A rápida expansão do campo de negócios de impacto social vem despertando muita euforia, reflexão, e inquietação nos setores afins. No campo do Investimento Social Privado (ISP) institutos e fundações vêm procurando entender toda a complexidade, nuances, potencialidades e armadilhas deste novo campo para delimitar e detalhar estratégias de interação e atuação.
A conclusão até este momento é de que este “OVNI” entrou no radar de institutos e fundações e que muitos ainda não sabem ao certo “que bicho é esse”.
Algumas coisas parecem estar ganhando certo consenso até o momento:
- Que investimento de impacto não é uma evolução da filantropia, não é melhor (nem pior), e não representa o futuro para o qual todos os institutos e fundações devem convergir.
- Que é crescente a aproximação entre os dois campos – ISP e finanças sociais e negócios de impacto, mas que, no universo de institutos e fundações ainda são poucos os que, de fato, já estejam envolvidos com este tema.
- Que há muita dúvida sobre “como” institutos e fundações poderiam se engajar com o tema. Com estes “comos” mais claros, alguns institutos/fundações poderiam, inclusive, definir pelo não engajamento com este tema (por questões variadas), assim como alguns delimitariam melhor como atuar com ele.
- Que os exemplos e modelos “gringos” (EUA e EU) não se encaixam plenamente na realidade do ISP no Brasil, por diversos fatores, sobretudo pela questão dos fundos patrimoniais (endowments). Portanto, tem sido bastante restrito a “importação” de modelos de outros países (de como a filantropia local vem se engajando com investimento de impacto). Inspirações internações são sempre válidas, mas necessitam de forte contextualização/adaptação local.
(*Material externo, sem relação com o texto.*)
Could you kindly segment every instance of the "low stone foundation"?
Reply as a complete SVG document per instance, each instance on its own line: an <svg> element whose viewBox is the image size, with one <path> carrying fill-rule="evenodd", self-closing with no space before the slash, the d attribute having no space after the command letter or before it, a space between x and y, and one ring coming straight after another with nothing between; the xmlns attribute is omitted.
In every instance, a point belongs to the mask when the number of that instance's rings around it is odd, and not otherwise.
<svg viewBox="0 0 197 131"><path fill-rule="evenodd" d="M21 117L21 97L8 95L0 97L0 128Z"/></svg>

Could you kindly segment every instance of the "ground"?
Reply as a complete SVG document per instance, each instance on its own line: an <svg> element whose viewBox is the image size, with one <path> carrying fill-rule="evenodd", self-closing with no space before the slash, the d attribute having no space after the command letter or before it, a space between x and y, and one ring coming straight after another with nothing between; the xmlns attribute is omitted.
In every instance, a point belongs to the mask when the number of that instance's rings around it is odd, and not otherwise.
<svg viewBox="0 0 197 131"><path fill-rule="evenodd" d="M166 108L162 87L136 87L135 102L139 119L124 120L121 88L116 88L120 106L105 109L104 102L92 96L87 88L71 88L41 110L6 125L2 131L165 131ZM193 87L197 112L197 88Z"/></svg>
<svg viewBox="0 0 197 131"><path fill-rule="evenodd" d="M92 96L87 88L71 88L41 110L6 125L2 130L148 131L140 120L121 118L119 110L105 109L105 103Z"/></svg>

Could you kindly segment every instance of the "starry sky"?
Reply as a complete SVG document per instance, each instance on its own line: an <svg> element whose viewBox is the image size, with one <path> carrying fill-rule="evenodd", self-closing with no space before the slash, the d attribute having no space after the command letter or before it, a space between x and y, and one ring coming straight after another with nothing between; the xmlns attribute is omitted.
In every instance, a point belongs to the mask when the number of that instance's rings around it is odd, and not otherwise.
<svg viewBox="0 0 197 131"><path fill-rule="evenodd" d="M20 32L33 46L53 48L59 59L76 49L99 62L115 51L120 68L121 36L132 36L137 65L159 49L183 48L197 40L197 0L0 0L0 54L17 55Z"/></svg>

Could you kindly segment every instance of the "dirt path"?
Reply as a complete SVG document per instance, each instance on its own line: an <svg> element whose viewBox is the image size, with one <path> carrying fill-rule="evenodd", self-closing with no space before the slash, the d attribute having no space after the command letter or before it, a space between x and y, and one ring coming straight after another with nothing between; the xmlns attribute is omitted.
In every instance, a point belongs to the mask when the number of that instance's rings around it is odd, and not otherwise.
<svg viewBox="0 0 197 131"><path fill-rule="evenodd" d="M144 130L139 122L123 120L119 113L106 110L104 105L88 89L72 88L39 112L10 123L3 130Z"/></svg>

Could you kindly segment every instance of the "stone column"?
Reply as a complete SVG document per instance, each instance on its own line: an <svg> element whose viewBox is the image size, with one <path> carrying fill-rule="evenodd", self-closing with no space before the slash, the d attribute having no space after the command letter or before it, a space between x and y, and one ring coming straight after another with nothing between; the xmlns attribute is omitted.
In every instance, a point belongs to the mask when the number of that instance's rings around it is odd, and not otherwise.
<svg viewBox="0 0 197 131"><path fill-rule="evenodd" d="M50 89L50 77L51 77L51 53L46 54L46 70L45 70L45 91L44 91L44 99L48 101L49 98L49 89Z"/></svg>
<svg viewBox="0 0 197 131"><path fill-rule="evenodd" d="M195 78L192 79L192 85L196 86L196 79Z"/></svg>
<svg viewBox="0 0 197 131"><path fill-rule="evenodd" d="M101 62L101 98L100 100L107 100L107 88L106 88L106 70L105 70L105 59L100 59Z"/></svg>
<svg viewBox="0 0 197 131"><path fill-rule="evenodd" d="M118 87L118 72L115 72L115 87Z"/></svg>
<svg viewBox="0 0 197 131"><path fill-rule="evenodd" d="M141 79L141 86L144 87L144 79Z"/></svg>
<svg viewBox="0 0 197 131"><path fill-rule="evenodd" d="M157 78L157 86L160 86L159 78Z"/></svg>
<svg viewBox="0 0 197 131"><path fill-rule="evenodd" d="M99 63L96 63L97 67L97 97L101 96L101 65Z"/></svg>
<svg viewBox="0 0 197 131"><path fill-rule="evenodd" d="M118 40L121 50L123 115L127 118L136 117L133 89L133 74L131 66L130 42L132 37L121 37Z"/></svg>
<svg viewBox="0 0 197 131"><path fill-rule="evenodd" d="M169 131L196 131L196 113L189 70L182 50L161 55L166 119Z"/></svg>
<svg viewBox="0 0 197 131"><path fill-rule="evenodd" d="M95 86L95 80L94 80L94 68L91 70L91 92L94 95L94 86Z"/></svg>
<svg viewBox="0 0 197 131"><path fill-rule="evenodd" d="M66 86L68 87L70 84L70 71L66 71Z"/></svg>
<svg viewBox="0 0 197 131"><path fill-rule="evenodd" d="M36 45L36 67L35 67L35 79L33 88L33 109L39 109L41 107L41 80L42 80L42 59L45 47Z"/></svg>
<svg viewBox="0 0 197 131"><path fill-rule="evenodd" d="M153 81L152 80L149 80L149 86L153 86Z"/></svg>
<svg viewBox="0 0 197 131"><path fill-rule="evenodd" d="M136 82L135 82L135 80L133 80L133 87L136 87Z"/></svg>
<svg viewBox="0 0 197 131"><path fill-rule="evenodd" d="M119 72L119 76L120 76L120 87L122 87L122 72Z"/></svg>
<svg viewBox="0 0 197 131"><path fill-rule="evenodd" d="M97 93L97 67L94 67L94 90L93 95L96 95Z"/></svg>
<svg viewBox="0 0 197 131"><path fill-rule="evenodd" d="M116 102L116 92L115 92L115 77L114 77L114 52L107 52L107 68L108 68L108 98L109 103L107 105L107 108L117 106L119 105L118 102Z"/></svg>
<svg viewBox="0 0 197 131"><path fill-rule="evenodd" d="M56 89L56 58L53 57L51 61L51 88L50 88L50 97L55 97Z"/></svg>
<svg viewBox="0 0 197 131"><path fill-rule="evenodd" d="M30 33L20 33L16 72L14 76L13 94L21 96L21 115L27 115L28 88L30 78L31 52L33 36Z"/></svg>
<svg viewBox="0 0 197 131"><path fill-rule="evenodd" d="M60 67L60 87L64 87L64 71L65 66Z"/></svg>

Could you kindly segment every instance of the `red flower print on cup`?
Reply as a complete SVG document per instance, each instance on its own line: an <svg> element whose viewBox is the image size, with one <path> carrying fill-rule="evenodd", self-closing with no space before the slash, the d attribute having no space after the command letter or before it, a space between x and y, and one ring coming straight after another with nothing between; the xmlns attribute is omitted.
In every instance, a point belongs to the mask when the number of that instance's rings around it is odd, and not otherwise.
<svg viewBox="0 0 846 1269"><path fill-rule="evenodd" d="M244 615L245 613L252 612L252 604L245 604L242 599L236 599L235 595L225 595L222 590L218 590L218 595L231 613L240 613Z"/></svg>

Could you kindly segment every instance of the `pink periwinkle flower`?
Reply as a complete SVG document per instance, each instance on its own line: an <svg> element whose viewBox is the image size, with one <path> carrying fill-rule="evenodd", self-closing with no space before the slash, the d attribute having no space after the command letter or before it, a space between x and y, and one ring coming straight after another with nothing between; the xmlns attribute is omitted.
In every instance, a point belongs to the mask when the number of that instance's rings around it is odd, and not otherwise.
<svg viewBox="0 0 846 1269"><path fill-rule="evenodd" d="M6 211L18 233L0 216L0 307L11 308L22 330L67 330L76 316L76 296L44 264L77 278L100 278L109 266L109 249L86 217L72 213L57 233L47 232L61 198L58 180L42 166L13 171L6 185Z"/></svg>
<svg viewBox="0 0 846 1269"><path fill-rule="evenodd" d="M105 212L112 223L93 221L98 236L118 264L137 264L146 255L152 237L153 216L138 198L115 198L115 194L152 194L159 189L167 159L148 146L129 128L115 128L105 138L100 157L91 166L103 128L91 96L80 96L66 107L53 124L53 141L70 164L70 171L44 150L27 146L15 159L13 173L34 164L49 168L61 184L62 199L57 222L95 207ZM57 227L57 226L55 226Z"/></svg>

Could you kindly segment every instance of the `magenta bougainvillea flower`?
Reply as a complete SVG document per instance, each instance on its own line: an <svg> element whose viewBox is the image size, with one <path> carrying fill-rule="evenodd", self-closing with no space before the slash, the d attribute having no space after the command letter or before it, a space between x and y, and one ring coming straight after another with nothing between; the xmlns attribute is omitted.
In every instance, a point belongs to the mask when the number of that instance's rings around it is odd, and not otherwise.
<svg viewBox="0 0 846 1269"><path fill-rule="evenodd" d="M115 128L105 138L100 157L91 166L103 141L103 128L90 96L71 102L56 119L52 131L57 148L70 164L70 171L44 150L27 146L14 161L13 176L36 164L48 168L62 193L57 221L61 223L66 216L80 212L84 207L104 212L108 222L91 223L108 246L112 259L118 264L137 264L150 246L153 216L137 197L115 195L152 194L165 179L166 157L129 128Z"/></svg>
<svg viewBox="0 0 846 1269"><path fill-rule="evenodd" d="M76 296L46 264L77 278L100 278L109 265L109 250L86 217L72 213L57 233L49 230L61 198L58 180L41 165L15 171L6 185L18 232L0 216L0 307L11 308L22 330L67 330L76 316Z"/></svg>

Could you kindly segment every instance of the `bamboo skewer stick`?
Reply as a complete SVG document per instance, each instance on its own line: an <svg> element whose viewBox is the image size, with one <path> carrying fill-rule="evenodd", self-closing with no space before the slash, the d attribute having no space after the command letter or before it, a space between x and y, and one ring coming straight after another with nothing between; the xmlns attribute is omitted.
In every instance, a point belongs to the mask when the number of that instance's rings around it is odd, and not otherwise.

Além destas questões mais ou menos consensuais, temos um conjunto de outras bastante controversas e que despertam boas reflexões. Listo algumas delas, sem qualquer pretensão de esgotar este debate (que é inesgotável):
- O ISP pode contribuir com o campo dos negócios de impacto não necessariamente investindo diretamente em negócios de impacto. Explico melhor. Institutos e fundações podem destinar recursos e energia para fortalecer o ecossistema de negócios de impacto, apoiando as chamadas organizações “intermediárias”, responsáveis por orientar, apoiar a gestão, acelerar e conectar empreendedores sociais a possíveis investidores. Estes intermediários, no Brasil, são na grande maioria organizações sem fins lucrativos e não se sustentam com sua atividade de aceleração e apoio aos negócios de impacto. Este tipo de apoio e parceria por parte de institutos e fundações já é feito historicamente pela filantropia no apoio a OSCs e ao fortalecimento da sociedade civil. A diferença principal é que, no caso dos intermediários, seu público “beneficiário” são empreendedores de negócios de impacto que oferecem soluções que procuram enfrentar problemas sociais e/ou ambientais (por meio de modelos de negócio).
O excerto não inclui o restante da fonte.